Magento - performance - an architecture howto

Performance. Everyone is interested in performance. And everyone knows there is a secret recipe which gives it to you without any costs or work, if it would get implemented in Magento.

Yeah right, you got me. To belive in such a solution is quite naive. If you got to a specific size, the only way to performance is a personalized solution which replaces parts of the existing architecture. I assume you already follow all recommendations related to environment configuration (server,database) and caching.

To beeing more able to make the right decisions in this area, you need to look how your datas are structured and in which way they get used and displayed. First importent point is, are you using more then one storeview and if yes, what have they in common. If the Answer is no its a bit uncommon, because most shops have at least extra storeviews because of translations. Why is it even important? Because more storeviews cause the flat tables to grow massively with lot of duplicated datas. With more storeviews you get fast to the point, where you want to deactivate the flat tables to replace it with an own solution. Most times this is an external search server like solr or elastic search, but an own implemented index/flat table could also be a good solution if it respects your special needs. But basic category and product page gets always fast without flat tables if you make heavy use of caching. Interesting is filtering in category pages, because shops have always very specific needs here, which leave much room for optimization.

Lets assume you have many storeviews, where products, categories and filterable attributes are equal. Here you have the luxus to need only one shared index for the filters. Should be much faster and need less space in relation to the default Index Tables. Lets now assume you have many storeview, but products have not much in common. Now your fucked, because no way to cheat.

Some words about Storeviews used for translation. Always think about, if the translations have an impact on functinality, or if you can apply the translations in frontend afterwards so you can simplify the datas itself. This can be a improvement, because it minimizes the amount of cached values, so the cache needs less space and cache warming is faster and dont needs created for every storeview.

Another trick if you use multiple storeviews and (only) some of them share the same language, use in cache keys not the store ID and use instead the language code.

Another Point, never do database writes on simple page views, like magento report module does by default. We have analytics tools which can run on fully separated servers, like piwik and google analytics. I repeat, no database writes on simple page views (Get Requests).

At the end a case, where we dive a bit deeper into architecture decisions. Lets assume we need to build a Shop for an imaginary big company. Big company has already an existing system to manage all products.
Means: we need to initial import them first and later either import only changes or reimport the full set regularly.
Lets assume this big company has more then 100 local branches and needs to offer the according stores in 6 languages each. To make things a bit more interesting, the products have not only many different attributes, they also have many different combinations of this attributes. After much weeks of optimizing the importing, the filters and so on, you will be able to see patterns in the dataset of products. You will not see them before, because companies are never able to give you a complete and final dataset.
After knowing the structure of the productdata you got there, you are now able to change the architecture accordingly.
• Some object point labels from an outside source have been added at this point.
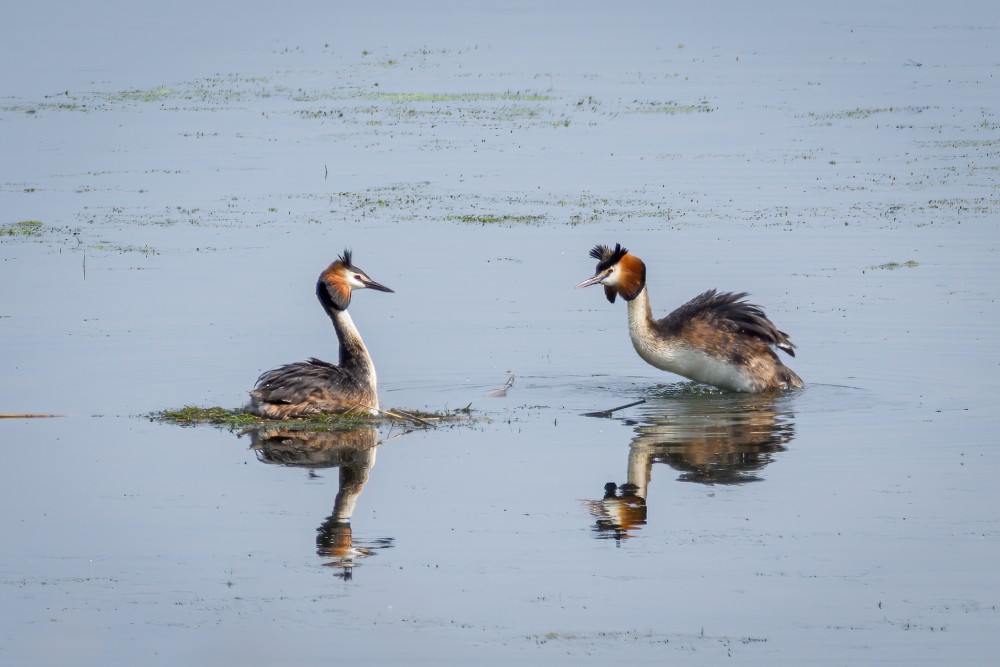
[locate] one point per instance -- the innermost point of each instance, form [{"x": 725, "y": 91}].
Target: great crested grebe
[
  {"x": 716, "y": 339},
  {"x": 314, "y": 386}
]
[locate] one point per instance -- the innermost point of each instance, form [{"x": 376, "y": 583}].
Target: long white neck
[
  {"x": 354, "y": 355},
  {"x": 652, "y": 348}
]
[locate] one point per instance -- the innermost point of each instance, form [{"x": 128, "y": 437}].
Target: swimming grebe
[
  {"x": 716, "y": 339},
  {"x": 314, "y": 386}
]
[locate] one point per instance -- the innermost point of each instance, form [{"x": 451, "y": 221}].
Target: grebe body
[
  {"x": 715, "y": 338},
  {"x": 314, "y": 386}
]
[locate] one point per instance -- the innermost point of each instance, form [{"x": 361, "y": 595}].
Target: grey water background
[{"x": 194, "y": 167}]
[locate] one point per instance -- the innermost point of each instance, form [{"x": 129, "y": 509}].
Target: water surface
[{"x": 840, "y": 163}]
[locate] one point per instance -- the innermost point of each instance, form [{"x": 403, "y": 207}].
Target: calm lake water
[{"x": 173, "y": 180}]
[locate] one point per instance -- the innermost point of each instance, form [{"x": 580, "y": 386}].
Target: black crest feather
[{"x": 606, "y": 257}]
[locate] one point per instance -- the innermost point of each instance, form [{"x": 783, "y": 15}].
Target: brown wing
[
  {"x": 725, "y": 313},
  {"x": 301, "y": 381}
]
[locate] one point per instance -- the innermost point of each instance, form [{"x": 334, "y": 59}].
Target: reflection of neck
[
  {"x": 640, "y": 464},
  {"x": 353, "y": 476},
  {"x": 354, "y": 356}
]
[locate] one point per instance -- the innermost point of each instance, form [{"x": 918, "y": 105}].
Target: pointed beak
[
  {"x": 596, "y": 279},
  {"x": 371, "y": 284}
]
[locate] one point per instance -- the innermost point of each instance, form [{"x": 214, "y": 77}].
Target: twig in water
[
  {"x": 403, "y": 415},
  {"x": 607, "y": 413},
  {"x": 502, "y": 391}
]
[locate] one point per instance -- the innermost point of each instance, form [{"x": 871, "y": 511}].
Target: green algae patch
[
  {"x": 493, "y": 219},
  {"x": 23, "y": 228},
  {"x": 458, "y": 97},
  {"x": 237, "y": 419}
]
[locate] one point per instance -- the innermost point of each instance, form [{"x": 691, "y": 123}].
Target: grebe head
[
  {"x": 340, "y": 279},
  {"x": 619, "y": 272}
]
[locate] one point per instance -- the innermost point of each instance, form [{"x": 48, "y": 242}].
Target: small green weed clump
[{"x": 23, "y": 228}]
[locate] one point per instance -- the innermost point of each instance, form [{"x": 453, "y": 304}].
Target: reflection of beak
[
  {"x": 371, "y": 284},
  {"x": 596, "y": 279}
]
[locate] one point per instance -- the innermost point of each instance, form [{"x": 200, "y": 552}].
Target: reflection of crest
[
  {"x": 710, "y": 438},
  {"x": 353, "y": 452}
]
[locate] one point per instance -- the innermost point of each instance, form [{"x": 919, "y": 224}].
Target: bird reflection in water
[
  {"x": 710, "y": 438},
  {"x": 353, "y": 452}
]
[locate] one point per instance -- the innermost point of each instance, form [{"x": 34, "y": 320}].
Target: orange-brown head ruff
[
  {"x": 619, "y": 272},
  {"x": 339, "y": 280}
]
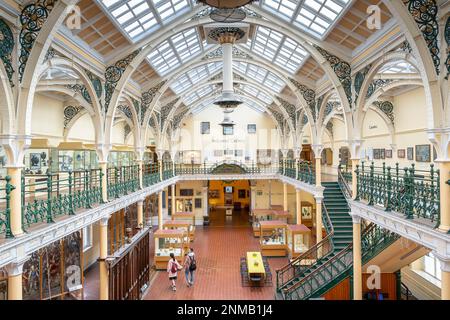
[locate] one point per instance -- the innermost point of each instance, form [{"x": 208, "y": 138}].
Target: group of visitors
[{"x": 190, "y": 265}]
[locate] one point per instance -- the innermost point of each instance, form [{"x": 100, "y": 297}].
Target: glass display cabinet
[
  {"x": 273, "y": 238},
  {"x": 167, "y": 242},
  {"x": 299, "y": 239},
  {"x": 259, "y": 215},
  {"x": 73, "y": 156},
  {"x": 186, "y": 217},
  {"x": 184, "y": 226},
  {"x": 281, "y": 215}
]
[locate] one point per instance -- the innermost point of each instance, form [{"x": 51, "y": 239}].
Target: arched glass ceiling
[
  {"x": 260, "y": 75},
  {"x": 314, "y": 16},
  {"x": 140, "y": 17},
  {"x": 194, "y": 76},
  {"x": 398, "y": 67},
  {"x": 277, "y": 48},
  {"x": 177, "y": 50}
]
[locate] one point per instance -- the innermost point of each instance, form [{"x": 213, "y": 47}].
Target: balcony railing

First you will save all attribut data outside of the magento data structure into an own table, because you see they are all the same over storeviews except for the used language. Also you know, that you dont need to show them in admin area or apply any save handlers on them or do anything other on them. The Table is basicly only a copy of the data from the system the company uses. You only dont want them to request live, because it might be offline and requests on it are to expensive to make them often for such mainly static data. Also there are security reasony, why you dont wand to have a direct connection between an internet application and a company internal application.
But back to our changes. Then you write a script, which generates translation files for the attributes. Now doing a decision again, change the models or the templates to inject the translations. First would be a few changes, but make a lot knowledge necessary, second would be much more changes, but can be done with only basic knowledge. For more easy understandable code you could write a complete new model with only a bit of code. You would still need the template changes, but it would be much more clear, where the data comes from.
For Filters you would do one of the ways explained earlier, only that you use your new table as source for the attributes.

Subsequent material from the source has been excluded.